No, certainly not at the beginning. It’s probably just been within the last year or two that we’ve actually started thinking about telehealth. Certainly the pandemic kind of pushed us further along that pathway a little bit quicker than we probably would have done otherwise. The ability to read ultrasounds remotely has been around for quite a while, but there’s still a number of issues involved … and it can be challenging to develop the ability to read ultrasounds, which is necessary for our business. With the advance of Zoom technology, and other videoconferencing technology, that piece is actually pretty straightforward.
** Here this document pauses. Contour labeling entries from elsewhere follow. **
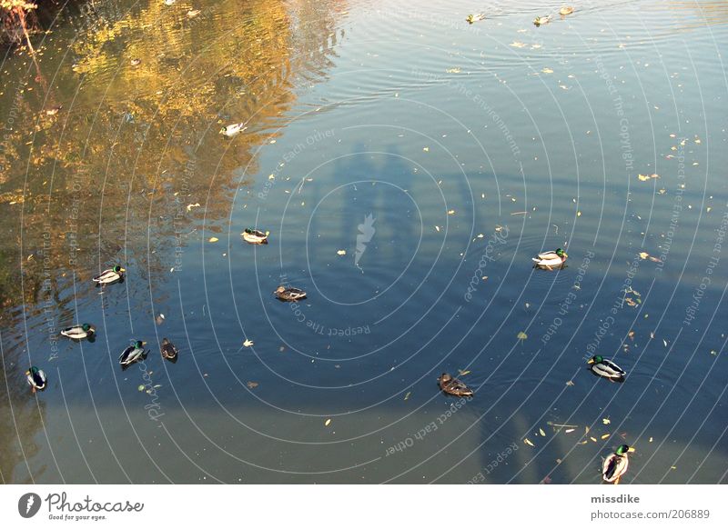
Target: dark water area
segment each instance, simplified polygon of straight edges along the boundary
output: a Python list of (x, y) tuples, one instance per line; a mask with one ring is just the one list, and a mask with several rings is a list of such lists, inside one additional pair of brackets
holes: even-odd
[(109, 0), (5, 50), (2, 481), (726, 483), (728, 6), (561, 6)]

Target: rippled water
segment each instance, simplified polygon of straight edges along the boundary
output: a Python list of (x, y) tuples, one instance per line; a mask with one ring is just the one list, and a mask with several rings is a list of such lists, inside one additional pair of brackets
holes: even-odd
[(726, 481), (728, 7), (431, 4), (110, 0), (5, 53), (4, 482)]

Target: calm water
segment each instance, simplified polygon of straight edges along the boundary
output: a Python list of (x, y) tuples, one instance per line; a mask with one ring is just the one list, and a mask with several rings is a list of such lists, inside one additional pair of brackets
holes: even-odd
[(573, 5), (108, 0), (7, 52), (2, 480), (725, 483), (728, 6)]

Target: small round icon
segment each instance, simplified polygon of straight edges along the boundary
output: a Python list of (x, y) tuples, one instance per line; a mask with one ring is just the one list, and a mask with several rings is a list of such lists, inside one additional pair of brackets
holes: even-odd
[(35, 493), (26, 493), (17, 501), (17, 512), (24, 518), (32, 518), (40, 510), (40, 496)]

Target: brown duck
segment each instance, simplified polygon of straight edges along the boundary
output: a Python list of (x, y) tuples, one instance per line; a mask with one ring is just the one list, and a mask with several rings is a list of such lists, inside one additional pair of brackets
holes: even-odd
[(438, 378), (440, 389), (448, 394), (454, 394), (455, 396), (472, 396), (472, 390), (461, 383), (457, 378), (453, 378), (451, 374), (443, 373)]

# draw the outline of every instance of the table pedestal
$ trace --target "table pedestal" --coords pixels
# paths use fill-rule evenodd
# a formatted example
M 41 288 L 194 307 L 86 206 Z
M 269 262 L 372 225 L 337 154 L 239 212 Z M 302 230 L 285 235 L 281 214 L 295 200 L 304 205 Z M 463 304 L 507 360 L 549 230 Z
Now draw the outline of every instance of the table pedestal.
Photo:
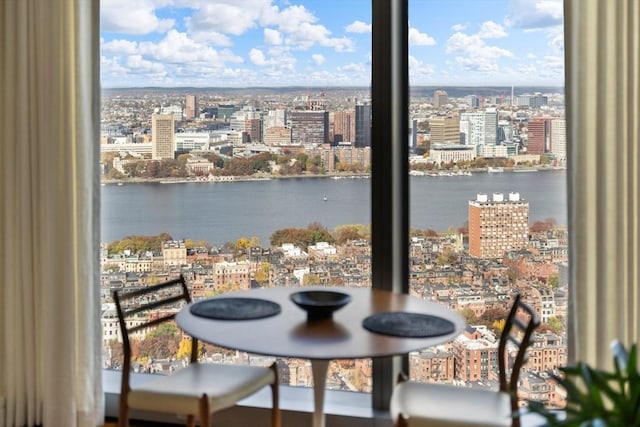
M 325 427 L 324 418 L 324 387 L 327 382 L 329 360 L 312 359 L 311 372 L 313 375 L 313 427 Z

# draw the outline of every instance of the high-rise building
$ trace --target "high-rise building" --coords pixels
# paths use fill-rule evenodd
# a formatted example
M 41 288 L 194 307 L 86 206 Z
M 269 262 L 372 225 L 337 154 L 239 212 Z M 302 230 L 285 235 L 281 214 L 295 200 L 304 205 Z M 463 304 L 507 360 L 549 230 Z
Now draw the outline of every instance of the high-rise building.
M 187 95 L 185 99 L 185 111 L 184 115 L 187 120 L 194 119 L 200 114 L 200 107 L 198 106 L 198 97 L 196 95 Z
M 530 108 L 540 108 L 548 103 L 548 97 L 540 93 L 533 95 L 518 95 L 516 105 Z
M 173 114 L 151 116 L 151 157 L 173 159 L 176 151 Z
M 336 111 L 333 115 L 333 142 L 355 142 L 356 113 L 354 111 Z
M 505 252 L 525 248 L 529 233 L 529 202 L 519 193 L 478 194 L 469 201 L 469 254 L 502 258 Z
M 356 147 L 371 147 L 371 103 L 356 104 Z
M 431 144 L 459 144 L 460 117 L 438 116 L 429 119 Z
M 565 119 L 551 120 L 551 152 L 556 160 L 567 160 L 567 122 Z
M 329 141 L 328 111 L 291 111 L 292 144 L 325 144 Z
M 498 141 L 498 110 L 487 108 L 484 111 L 484 143 L 493 145 Z
M 534 117 L 527 123 L 527 153 L 544 154 L 551 143 L 551 118 Z
M 460 115 L 462 141 L 467 145 L 495 144 L 498 139 L 498 112 L 495 108 Z

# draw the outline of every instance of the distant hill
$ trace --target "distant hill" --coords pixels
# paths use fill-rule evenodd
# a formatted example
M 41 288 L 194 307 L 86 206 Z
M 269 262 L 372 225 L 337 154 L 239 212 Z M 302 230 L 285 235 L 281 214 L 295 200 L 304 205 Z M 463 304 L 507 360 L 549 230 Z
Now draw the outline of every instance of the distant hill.
M 137 88 L 103 88 L 103 92 L 110 95 L 131 93 L 165 93 L 165 94 L 229 94 L 242 95 L 277 95 L 277 94 L 317 94 L 352 92 L 362 93 L 367 91 L 365 86 L 345 87 L 312 87 L 312 86 L 284 86 L 284 87 L 137 87 Z M 430 98 L 436 90 L 444 90 L 452 98 L 466 95 L 499 96 L 511 95 L 511 86 L 412 86 L 410 96 L 417 98 Z M 514 86 L 514 95 L 529 93 L 563 93 L 562 86 Z

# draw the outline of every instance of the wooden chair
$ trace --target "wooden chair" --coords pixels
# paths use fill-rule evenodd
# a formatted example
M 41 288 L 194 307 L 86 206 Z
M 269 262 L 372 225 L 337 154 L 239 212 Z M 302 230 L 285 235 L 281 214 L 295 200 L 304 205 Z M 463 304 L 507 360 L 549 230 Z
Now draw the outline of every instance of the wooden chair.
M 271 386 L 272 427 L 280 426 L 278 375 L 271 367 L 198 363 L 198 340 L 192 338 L 190 364 L 169 375 L 157 375 L 140 386 L 130 383 L 131 334 L 148 332 L 173 321 L 179 307 L 191 302 L 184 277 L 134 291 L 115 290 L 113 300 L 122 332 L 124 361 L 118 426 L 129 427 L 129 410 L 185 415 L 187 425 L 211 425 L 211 414 L 235 405 L 263 387 Z
M 391 397 L 394 425 L 520 427 L 520 418 L 516 416 L 518 378 L 532 333 L 539 325 L 536 312 L 516 295 L 498 344 L 499 391 L 420 383 L 402 377 Z M 508 342 L 517 346 L 511 370 L 505 351 Z

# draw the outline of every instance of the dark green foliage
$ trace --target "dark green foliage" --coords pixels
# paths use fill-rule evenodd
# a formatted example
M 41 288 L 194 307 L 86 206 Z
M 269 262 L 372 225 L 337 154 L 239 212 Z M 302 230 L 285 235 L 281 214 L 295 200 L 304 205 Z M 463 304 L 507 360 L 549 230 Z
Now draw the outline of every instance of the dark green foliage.
M 558 410 L 529 402 L 529 409 L 545 417 L 548 426 L 640 426 L 640 375 L 636 344 L 629 351 L 614 343 L 614 372 L 594 369 L 586 363 L 563 368 L 555 377 L 567 392 L 566 417 Z

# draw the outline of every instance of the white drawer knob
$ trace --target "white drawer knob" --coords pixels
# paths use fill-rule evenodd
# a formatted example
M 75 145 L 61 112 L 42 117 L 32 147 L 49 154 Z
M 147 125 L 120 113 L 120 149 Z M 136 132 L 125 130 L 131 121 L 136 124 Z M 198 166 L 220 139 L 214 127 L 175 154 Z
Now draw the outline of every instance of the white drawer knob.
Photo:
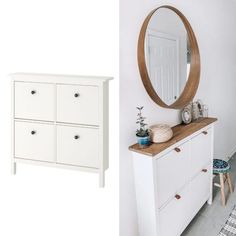
M 175 195 L 175 198 L 176 198 L 177 200 L 179 200 L 179 199 L 181 198 L 181 196 L 180 196 L 179 194 L 176 194 L 176 195 Z
M 35 131 L 35 130 L 32 130 L 32 131 L 31 131 L 31 134 L 32 134 L 32 135 L 35 135 L 35 134 L 36 134 L 36 131 Z
M 181 152 L 181 149 L 180 148 L 175 148 L 175 151 L 176 152 Z

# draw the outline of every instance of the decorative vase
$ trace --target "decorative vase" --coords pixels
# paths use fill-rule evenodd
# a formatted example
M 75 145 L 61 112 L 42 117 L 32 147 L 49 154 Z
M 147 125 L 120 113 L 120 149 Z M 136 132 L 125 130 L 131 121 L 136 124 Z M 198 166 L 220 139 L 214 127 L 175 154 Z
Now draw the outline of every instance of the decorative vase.
M 167 124 L 156 124 L 150 126 L 150 138 L 153 143 L 164 143 L 173 136 L 171 127 Z
M 137 140 L 138 140 L 138 144 L 140 148 L 146 148 L 150 145 L 150 136 L 145 136 L 145 137 L 141 137 L 141 136 L 137 136 Z

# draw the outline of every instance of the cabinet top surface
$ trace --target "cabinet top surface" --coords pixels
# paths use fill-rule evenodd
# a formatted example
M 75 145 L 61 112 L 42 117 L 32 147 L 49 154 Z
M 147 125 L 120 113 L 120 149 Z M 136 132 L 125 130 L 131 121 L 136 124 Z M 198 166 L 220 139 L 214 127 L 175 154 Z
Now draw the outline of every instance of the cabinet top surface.
M 13 73 L 9 75 L 13 81 L 45 82 L 56 81 L 64 83 L 76 83 L 80 81 L 104 82 L 112 80 L 109 76 L 84 76 L 84 75 L 61 75 L 61 74 L 37 74 L 37 73 Z
M 152 143 L 147 148 L 140 148 L 139 145 L 136 143 L 129 147 L 130 151 L 138 152 L 147 156 L 155 156 L 165 149 L 169 148 L 170 146 L 174 145 L 175 143 L 183 140 L 184 138 L 192 135 L 193 133 L 201 130 L 202 128 L 216 122 L 216 118 L 200 118 L 188 125 L 179 124 L 172 127 L 173 130 L 173 137 L 164 143 Z

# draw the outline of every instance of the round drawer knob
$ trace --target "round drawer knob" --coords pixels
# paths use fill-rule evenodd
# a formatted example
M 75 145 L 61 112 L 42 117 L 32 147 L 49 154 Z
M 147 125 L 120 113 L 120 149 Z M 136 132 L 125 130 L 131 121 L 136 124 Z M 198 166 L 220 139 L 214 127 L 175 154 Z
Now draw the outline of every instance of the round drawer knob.
M 181 152 L 181 149 L 180 148 L 175 148 L 175 151 L 176 152 Z
M 175 198 L 176 198 L 177 200 L 179 200 L 179 199 L 181 198 L 181 196 L 180 196 L 179 194 L 176 194 L 176 195 L 175 195 Z

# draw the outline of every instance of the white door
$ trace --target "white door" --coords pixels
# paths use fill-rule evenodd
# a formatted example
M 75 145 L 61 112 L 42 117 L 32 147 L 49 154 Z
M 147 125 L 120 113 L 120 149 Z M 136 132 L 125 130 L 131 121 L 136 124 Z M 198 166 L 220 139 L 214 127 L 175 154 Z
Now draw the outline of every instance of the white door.
M 179 40 L 172 35 L 148 31 L 146 55 L 152 85 L 166 104 L 179 95 Z

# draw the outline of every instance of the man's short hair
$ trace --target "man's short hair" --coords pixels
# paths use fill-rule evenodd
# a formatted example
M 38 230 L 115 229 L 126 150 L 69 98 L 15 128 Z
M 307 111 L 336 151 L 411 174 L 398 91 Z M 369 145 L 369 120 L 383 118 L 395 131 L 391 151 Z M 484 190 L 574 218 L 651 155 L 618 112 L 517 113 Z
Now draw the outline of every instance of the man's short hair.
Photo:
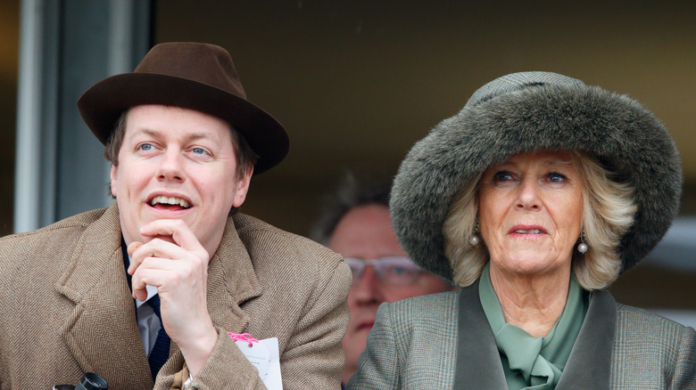
M 391 182 L 360 180 L 355 174 L 346 172 L 336 192 L 325 198 L 324 207 L 311 228 L 310 238 L 322 245 L 328 245 L 339 221 L 352 209 L 368 205 L 389 207 L 391 189 Z

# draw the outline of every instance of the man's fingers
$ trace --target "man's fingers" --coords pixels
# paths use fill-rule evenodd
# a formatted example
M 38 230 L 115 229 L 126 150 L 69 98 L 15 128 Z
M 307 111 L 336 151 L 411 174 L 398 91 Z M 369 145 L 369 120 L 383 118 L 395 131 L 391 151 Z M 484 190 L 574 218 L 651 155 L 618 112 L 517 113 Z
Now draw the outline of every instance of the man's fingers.
M 158 219 L 140 228 L 145 237 L 171 237 L 174 243 L 186 250 L 205 250 L 191 229 L 180 219 Z

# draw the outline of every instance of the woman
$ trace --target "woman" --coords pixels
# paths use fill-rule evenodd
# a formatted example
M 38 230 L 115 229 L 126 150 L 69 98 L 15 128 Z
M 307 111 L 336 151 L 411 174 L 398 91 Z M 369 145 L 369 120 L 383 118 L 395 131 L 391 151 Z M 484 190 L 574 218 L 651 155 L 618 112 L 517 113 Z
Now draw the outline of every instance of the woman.
M 682 172 L 638 102 L 526 72 L 418 142 L 391 211 L 420 266 L 462 287 L 384 304 L 349 388 L 696 388 L 696 331 L 606 288 L 659 241 Z

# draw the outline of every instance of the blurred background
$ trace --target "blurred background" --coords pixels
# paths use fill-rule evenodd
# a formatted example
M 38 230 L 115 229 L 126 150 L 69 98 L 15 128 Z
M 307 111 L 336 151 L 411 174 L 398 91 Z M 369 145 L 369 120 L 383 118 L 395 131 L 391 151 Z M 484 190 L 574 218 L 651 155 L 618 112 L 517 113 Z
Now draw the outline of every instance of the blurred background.
M 410 146 L 507 73 L 562 73 L 652 110 L 680 150 L 679 218 L 617 299 L 696 324 L 696 3 L 0 0 L 0 235 L 108 205 L 77 98 L 153 45 L 232 54 L 291 151 L 243 212 L 307 235 L 346 169 L 390 178 Z M 18 119 L 19 118 L 19 119 Z

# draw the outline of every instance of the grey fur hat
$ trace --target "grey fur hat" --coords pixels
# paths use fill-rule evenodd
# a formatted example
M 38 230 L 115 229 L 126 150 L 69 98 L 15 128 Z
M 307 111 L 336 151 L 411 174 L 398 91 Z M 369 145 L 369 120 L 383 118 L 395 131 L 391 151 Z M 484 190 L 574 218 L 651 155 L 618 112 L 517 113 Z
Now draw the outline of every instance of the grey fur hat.
M 634 189 L 638 210 L 617 248 L 622 272 L 662 239 L 679 209 L 683 174 L 662 123 L 636 101 L 550 72 L 514 73 L 479 88 L 416 142 L 392 189 L 394 232 L 426 270 L 452 279 L 443 224 L 457 192 L 518 154 L 578 150 Z

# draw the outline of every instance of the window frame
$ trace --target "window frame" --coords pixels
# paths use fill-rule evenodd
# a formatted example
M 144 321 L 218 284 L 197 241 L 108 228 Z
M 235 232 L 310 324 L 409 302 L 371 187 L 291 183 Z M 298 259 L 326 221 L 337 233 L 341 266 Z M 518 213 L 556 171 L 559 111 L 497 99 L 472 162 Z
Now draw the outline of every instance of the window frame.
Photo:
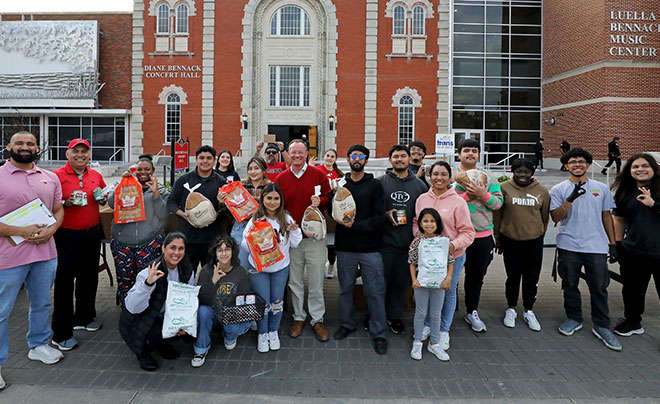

Now, the real challenge for us was setting up the teleradiology piece of it. But now that we have that in place, not only are we doing ultrasounds on days of our clinic, but I just had an ultrasound just a little bit ago from Waterloo. The technician up there had a question on an ultrasound and her obstetrician asked that I read it, so she called me and I pulled it up and read the ultrasound remotely, which then gives recommendations to the OB providers on how to move forward. So we have that ad hoc, if you will, ability now to provide that service on pretty much any day of the week. But we reserve the clinic days to patients that we actually want to visit with and talk to via telehealth. 

Do you think that for attracting people to go into the field, that having telehealth as an option will make it more attractive for them because of reducing travel?

It certainly may. I think if you look across the country, particularly in rural areas, there are quite a few maternal-fetal medicine providers that do travel to outreach sites. So, with the advent of telehealth and teleradiology, we’re going to be able to limit those that travel just as I’ve already limited my traveling. That certainly may make things more attractive to some new physicians.